The move came as Turkish President Recep Tayyip Erdogan threatened again to "purge" Kurdish militia from the town.
Turkey launched operation "Olive Branch" on January 20 against the powerful Kurdish People's Protection Units (YPG), which controls the Afrin region in northwest Syria and which Ankara regards as a "terror group".
On Saturday, the Britain-based Syrian Observatory for Human Rights monitoring group said the attacking forces had scored a fresh advance.
"Turkish forces (and allied rebels) are on the edges of Afrin, less than two kilometres from the town's northeast," said Observatory head Rami Abdel Rahman.
They successfully captured the Brigade 135 military base from Kurdish forces, both Abdel Rahman and an AFP correspondent embedded with the rebel groups said.
Pro-Ankara fighters could be seen taking heavy machine guns and ammunition from the base, even as they continued to exchange fire with nearby Kurdish fighters.
Ankara says the YPG is the Syrian branch of the Kurdistan Workers' Party (PKK), which has fought a three-decade insurgency in southeast Turkey.
"Olive Branch" initially made slow progress, but the capture on Thursday of Jandairis, a major town in the Kurdish-held enclave, has given the operation a clear shot at the central town of Afrin.

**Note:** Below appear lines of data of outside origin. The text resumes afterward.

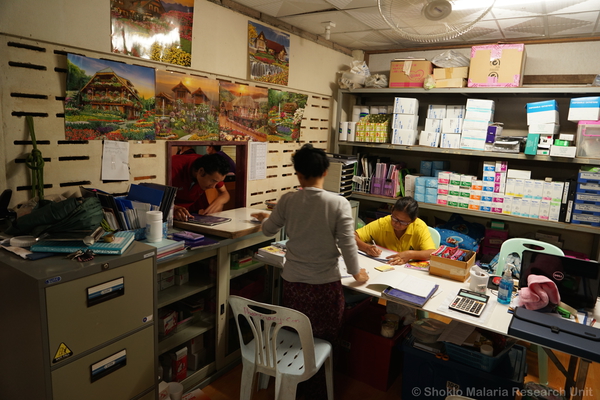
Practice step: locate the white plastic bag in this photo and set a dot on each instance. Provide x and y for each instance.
(450, 59)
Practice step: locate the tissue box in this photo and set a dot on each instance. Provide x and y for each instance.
(409, 73)
(453, 269)
(499, 65)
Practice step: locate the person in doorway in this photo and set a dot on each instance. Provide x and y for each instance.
(317, 222)
(192, 175)
(216, 149)
(402, 231)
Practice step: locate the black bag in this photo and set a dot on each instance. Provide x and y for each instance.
(73, 214)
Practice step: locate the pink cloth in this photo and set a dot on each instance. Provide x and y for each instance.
(540, 292)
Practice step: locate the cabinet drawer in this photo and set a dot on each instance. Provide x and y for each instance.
(119, 371)
(87, 312)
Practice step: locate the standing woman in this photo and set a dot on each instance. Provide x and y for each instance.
(317, 223)
(402, 231)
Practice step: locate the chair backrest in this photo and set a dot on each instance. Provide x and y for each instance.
(435, 235)
(266, 321)
(518, 245)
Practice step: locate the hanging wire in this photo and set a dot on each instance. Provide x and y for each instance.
(35, 162)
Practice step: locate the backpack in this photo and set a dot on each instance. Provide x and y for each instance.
(73, 214)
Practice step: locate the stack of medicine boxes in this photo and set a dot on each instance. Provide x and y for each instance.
(586, 208)
(452, 127)
(405, 120)
(586, 112)
(430, 136)
(542, 119)
(479, 115)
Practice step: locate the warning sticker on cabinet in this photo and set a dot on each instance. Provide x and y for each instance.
(62, 353)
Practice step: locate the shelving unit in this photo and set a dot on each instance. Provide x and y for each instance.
(510, 109)
(219, 356)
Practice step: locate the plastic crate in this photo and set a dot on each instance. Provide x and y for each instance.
(475, 359)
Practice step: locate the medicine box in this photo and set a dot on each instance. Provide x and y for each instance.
(584, 109)
(542, 112)
(499, 65)
(409, 73)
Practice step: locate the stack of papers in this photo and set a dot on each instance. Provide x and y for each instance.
(411, 290)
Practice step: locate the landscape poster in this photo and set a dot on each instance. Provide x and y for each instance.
(268, 54)
(243, 112)
(159, 30)
(187, 107)
(108, 100)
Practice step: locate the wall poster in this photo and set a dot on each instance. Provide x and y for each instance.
(108, 100)
(286, 110)
(268, 54)
(187, 107)
(159, 30)
(243, 112)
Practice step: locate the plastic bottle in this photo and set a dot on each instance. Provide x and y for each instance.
(506, 286)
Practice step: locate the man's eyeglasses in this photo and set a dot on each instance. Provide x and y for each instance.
(397, 221)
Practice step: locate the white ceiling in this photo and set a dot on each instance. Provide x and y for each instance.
(359, 26)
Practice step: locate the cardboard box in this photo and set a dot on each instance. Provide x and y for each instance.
(453, 269)
(499, 65)
(409, 73)
(451, 73)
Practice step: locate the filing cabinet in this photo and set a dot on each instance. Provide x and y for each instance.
(76, 330)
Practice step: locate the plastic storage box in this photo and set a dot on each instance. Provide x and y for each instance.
(426, 377)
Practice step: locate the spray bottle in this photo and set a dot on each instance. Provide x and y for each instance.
(506, 285)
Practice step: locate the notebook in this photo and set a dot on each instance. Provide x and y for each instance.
(577, 280)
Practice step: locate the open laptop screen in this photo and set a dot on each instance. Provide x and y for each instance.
(577, 280)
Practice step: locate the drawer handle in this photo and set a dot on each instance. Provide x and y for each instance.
(105, 291)
(109, 365)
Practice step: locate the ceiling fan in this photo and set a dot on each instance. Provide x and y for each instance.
(433, 20)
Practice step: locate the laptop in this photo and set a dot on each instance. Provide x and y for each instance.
(577, 280)
(207, 220)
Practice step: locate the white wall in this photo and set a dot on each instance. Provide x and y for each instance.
(542, 59)
(219, 46)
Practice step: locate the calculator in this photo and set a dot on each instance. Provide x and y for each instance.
(469, 302)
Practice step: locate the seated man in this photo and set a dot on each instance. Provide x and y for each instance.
(192, 175)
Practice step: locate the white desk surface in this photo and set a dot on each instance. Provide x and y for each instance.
(495, 318)
(241, 223)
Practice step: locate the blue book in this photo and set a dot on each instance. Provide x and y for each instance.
(122, 240)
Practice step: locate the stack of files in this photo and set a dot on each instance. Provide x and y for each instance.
(340, 174)
(167, 249)
(120, 243)
(411, 291)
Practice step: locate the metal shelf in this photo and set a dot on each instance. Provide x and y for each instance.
(484, 214)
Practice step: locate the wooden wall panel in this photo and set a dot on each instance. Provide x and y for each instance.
(32, 82)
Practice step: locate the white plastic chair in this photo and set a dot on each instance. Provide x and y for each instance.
(291, 357)
(518, 245)
(435, 235)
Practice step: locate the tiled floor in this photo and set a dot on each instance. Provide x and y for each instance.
(228, 386)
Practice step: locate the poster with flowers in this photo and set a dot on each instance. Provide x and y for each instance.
(268, 54)
(108, 100)
(159, 30)
(286, 110)
(187, 107)
(243, 112)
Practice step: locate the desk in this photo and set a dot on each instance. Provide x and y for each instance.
(240, 224)
(497, 320)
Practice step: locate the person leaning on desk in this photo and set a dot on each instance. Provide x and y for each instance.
(192, 175)
(317, 223)
(402, 231)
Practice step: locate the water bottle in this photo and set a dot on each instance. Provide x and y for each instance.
(506, 286)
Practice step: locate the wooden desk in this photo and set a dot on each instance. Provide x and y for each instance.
(240, 224)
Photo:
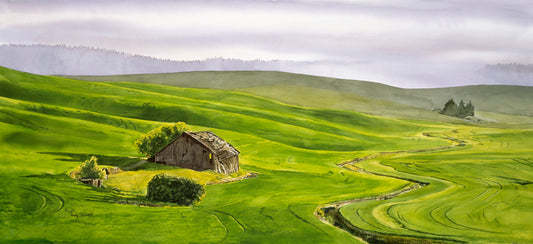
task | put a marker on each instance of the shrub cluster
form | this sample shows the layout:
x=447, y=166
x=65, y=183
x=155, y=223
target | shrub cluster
x=89, y=170
x=182, y=191
x=152, y=142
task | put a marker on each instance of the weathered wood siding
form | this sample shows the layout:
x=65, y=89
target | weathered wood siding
x=186, y=152
x=229, y=165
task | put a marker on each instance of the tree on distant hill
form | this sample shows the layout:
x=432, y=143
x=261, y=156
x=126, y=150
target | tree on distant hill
x=460, y=111
x=153, y=141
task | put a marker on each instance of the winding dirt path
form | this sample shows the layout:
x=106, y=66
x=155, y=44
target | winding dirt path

The operation's media branch on Saturday said their new push had left Afrin's eastern side "exposed" to advancing fighters.
- Fresh threats -
Erdogan has said his troops and the Syrian fighters they were backing could break into the town "at any moment," and on Saturday said they could go even further east.
"Once we have purged the terrorists (from Afrin) we will then cleanse them from Manbij, Ayn al-Arab (Kobane), Tel-Abyad, Ras al-Ayn and Qamishli," he said in televised comments.
Manbij, the next main YPG-held town east of Afrin, is a particular flashpoint as it has an American military presence there.
Fighting was raging on Saturday on other fronts around Afrin in an attempt to besiege it and cut it off from other areas, the Observatory.
Abdel Rahman said that the advance sparked "major concerns" for tens of thousands of civilians in the town of Afrin.
Thousands of people have fled heavy shelling on villages and towns near the Turkish border, many of them into Afrin town.
Only one route currently leads out of the town and into government-controlled zones in Syria's northern province of Aleppo.
Last month, pro-regime forces entered the Afrin region to take a stand against the Turkish offensive.
According to the Observatory, Turkey and allied Syrian opposition factions now hold 60 percent of the Afrin region.
The monitor says at least 370 YPG fighters and 340 rebel fighters have died since the assault began.
It says more than 200 civilians have also been killed, but Turkey denies the reports and says it takes the "utmost care" to avoid civilian casualties.
Ankara says 42 Turkish soldiers have died in the fight.